2014 yılında Kırım’ın Rusya tarafından işgalinden sonra yaşananlar Emel dergisinin taşıdığı fikrî misyonun önemini daha iyi ortaya çıkarmış ve hadimlerine bu sorumluluğu fedakârca yerine getirmek için yeniden çaba göstermesine yol açmıştır.

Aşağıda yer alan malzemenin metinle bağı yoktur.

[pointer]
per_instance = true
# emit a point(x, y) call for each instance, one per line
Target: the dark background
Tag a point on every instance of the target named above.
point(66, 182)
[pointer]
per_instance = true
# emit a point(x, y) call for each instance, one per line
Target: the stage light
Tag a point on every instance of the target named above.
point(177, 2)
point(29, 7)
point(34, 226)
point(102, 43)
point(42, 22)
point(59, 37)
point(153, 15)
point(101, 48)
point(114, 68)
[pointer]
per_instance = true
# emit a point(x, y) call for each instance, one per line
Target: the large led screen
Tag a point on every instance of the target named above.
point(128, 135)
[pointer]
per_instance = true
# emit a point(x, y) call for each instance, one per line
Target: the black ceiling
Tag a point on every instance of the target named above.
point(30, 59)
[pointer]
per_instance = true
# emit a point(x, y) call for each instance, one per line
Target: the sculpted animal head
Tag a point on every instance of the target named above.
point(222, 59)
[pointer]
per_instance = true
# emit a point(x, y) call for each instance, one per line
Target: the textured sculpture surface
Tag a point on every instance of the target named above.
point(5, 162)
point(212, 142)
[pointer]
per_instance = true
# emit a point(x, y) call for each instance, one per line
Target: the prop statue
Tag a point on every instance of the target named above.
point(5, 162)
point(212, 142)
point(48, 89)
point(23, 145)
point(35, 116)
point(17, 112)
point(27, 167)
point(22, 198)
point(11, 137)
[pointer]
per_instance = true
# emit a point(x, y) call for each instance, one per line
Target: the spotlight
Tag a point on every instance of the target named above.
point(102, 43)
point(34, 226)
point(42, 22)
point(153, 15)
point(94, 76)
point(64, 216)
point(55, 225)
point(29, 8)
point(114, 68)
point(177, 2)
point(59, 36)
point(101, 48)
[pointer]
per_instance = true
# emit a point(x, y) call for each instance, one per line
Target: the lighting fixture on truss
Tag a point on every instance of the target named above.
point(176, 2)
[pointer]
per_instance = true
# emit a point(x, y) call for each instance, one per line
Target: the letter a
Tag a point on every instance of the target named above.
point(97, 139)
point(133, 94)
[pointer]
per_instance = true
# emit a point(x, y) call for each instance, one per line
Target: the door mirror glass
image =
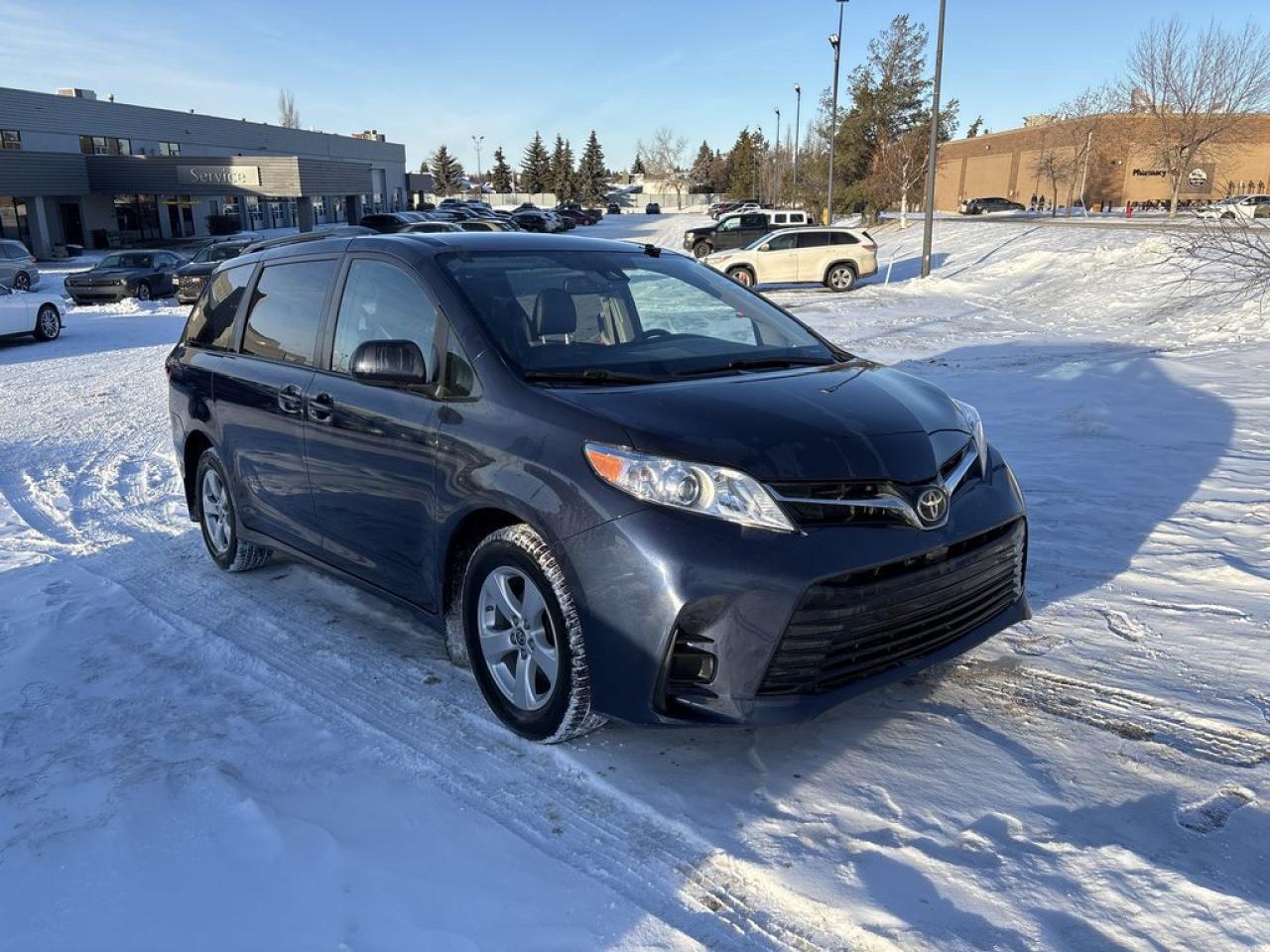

Emel’in yayınını başlatanlar, günümüze kadar yayınını sürdürenler, bayrağı devralanlar, bu dergiyi “bir dergi çıkarmak” gayesiyle çıkarmadılar. Emelciler, halkımızın içinde bulunduğu durumdan, vatanımızın, milletimizin geleceğinden kaygı duyanlardı. Emelciler, sadece Kırım ve Dobruca’daki halkımızı değil, umum Türk Dünyasını düşünen, Türklerin içine düştükleri, düşürüldükleri durumu kabullenmeyen, isyan eden ve çözümü akılla, bilgiyle arayan, toplumu, onu saran esir eden cehalet zincirinden kurtararak halkımıza millî şuur, millî ruh kazandırıp onu millî bir emel etrafında toplayarak Kırım’ın istiklâli için birlikte mücadele etmeye çağıran, bunun için elinden gelen hizmeti yapmaya soyunmuş fedakâr vatanseverlerdir.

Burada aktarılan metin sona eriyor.